QRIS dan Kedaulatan Finansial Indonesia: Mengapa Kita Harus Mandiri?

Pertarungan sengit di dunia sistem pembayaran digital sedang berlangsung. Pemerintah Amerika Serikat (AS), melalui USTR, baru-baru ini melayangkan protes terhadap kebijakan Indonesia terkait QRIS (Quick Response Code Indonesian Standard) dan GPN (Gerbang Pembayaran Nasional). Mereka menganggap kedua sistem ini sebagai penghalang perdagangan yang tidak adil bagi perusahaan-perusahaan AS, seperti Visa dan Mastercard.

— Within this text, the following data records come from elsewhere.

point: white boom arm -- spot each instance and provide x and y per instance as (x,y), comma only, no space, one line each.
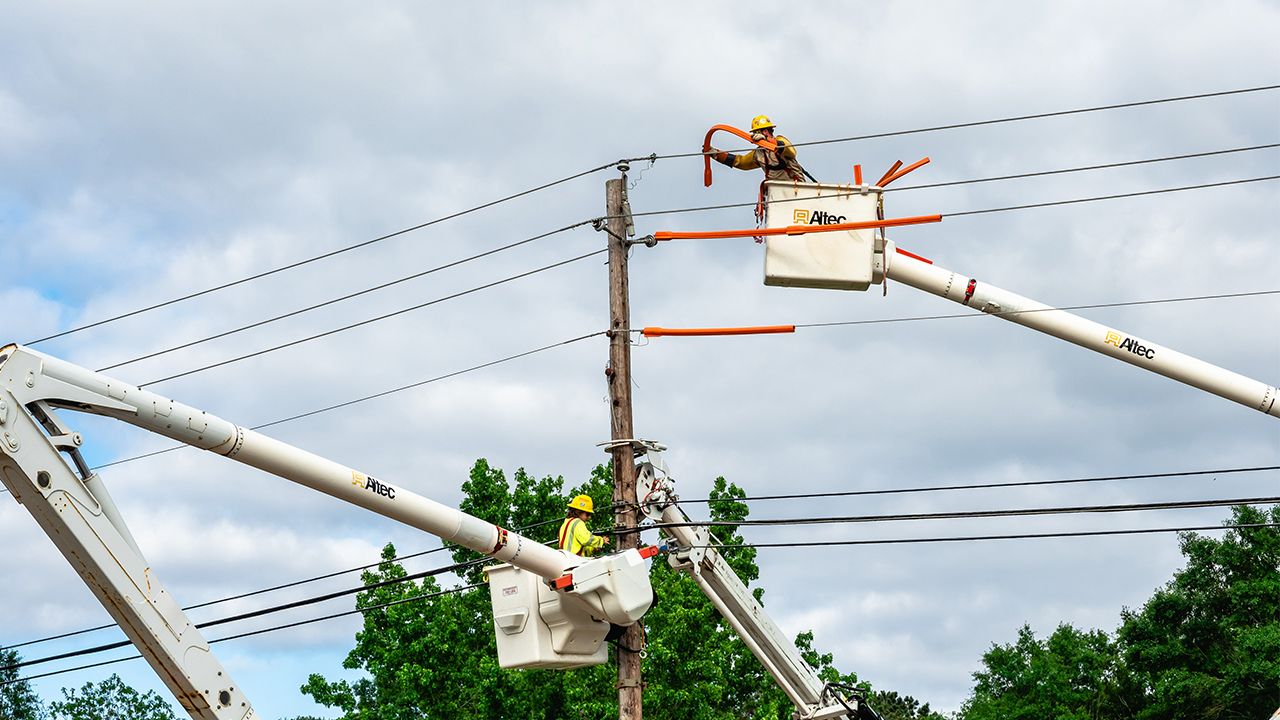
(74,509)
(924,276)
(691,551)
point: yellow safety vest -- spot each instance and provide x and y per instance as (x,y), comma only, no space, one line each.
(577,538)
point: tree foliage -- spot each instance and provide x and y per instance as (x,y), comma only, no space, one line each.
(110,700)
(17,700)
(1205,646)
(435,656)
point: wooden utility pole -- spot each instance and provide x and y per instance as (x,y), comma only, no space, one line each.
(618,374)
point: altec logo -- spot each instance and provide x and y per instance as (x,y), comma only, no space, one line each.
(816,218)
(1130,345)
(373,484)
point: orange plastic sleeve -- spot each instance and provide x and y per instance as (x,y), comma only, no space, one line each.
(799,229)
(700,332)
(707,145)
(888,174)
(903,172)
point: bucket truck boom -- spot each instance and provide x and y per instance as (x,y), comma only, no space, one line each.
(691,550)
(71,504)
(808,254)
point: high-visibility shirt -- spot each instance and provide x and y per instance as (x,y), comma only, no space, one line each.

Namun, di balik protes ini, tersimpan agenda geopolitik dan ekonomi yang jauh lebih besar. Bukan hanya tentang aliran uang ke luar negeri, tetapi juga tentang siapa yang memegang kendali atas arus keuangan, data, dan kedaulatan finansial suatu negara.

QRIS dan GPN bukan sekadar alternatif pembayaran, melainkan solusi strategis yang lebih efisien, terjangkau, dan berdaulat bagi Indonesia. Lalu, mengapa Indonesia tidak perlu lagi bergantung pada Visa dan Mastercard?

Ada tiga alasan utama mengapa Indonesia harus berdiri di atas kaki sendiri:

  1. Potensi Kehilangan Devisa: Selama ini, miliaran dolar telah mengalir ke luar negeri. Sebelum ada GPN (2017) dan QRIS (2019), setiap transaksi kartu debit/kredit di Indonesia harus melalui jaringan Visa atau Mastercard, tanpa memandang apakah transaksi tersebut merupakan pembelian sederhana di warung kecil dan dilakukan antar-rekening domestik. Biaya transaksi sebesar 1% hingga 3% mengalir ke perusahaan AS. Bayangkan skala nasionalnya, mulai dari pembelian makanan hingga barang-barang secara daring. Jumlah dana yang mengalir ke luar negeri melalui transaksi Visa dan Mastercard mencapai miliaran dolar per tahun.

  2. Soal Biaya: Biaya yang dikenakan oleh Visa dan Mastercard lebih tinggi dibandingkan GPN dan QRIS, yang hanya mengenakan biaya 0,3% – 0,7%, bahkan gratis untuk UMKM. Settlement GPN dan QRIS juga lebih cepat dan data diproses di dalam negeri. Hal ini mengurangi kebocoran data dan pengawasan asing. Bukan hanya soal uang, tetapi juga soal data transaksi, seperti pola belanja, lokasi, dan preferensi konsumen yang berpotensi dikirim ke luar negeri jika menggunakan Visa atau Mastercard. Hal ini jelas mengancam kedaulatan negara. QRIS juga dinilai lebih inklusif, karena dapat digunakan oleh semua kalangan, mulai dari pedagang kecil hingga pedagang besar, bahkan untuk kegiatan amal.

  3. Diplomasi Ekonomi dan Ancaman AS: AS khawatir kehilangan pasar strategis. Apalagi, ASEAN sedang membangun jaringan pembayaran regional. Transaksi QRIS melonjak signifikan. Sebaliknya, dominasi Visa/Master mengalami penurunan. QRIS sudah terhubung dengan sistem pembayaran di negara tetangga.

Kritik AS terhadap QRIS dan GPN merupakan bentuk tekanan ekonomi. Tuduhan tidak transparan terhadap Bank Indonesia (BI) hanyalah alasan yang dibuat-buat agar Visa/Master tetap bisa menikmati keuntungan di Indonesia. Sudah saatnya sistem pembayaran melalui GPN dan QRIS terus diperkuat dengan ekspansi QRIS lintas negara.

Mari kita jaga kedaulatan sistem pembayaran Indonesia. BI harus tetap independen dan tidak tergoda untuk menjadi pemain. Pemerintah yang bernegosiasi dengan AS jangan menyerah dalam hal ini. Jika AS bisa melindungi kepentingan ekonominya, mengapa kita tidak boleh mempertahankan kedaulatan pembayaran kita sendiri? Pemerintah jangan lemah dalam menghadapi isu ini.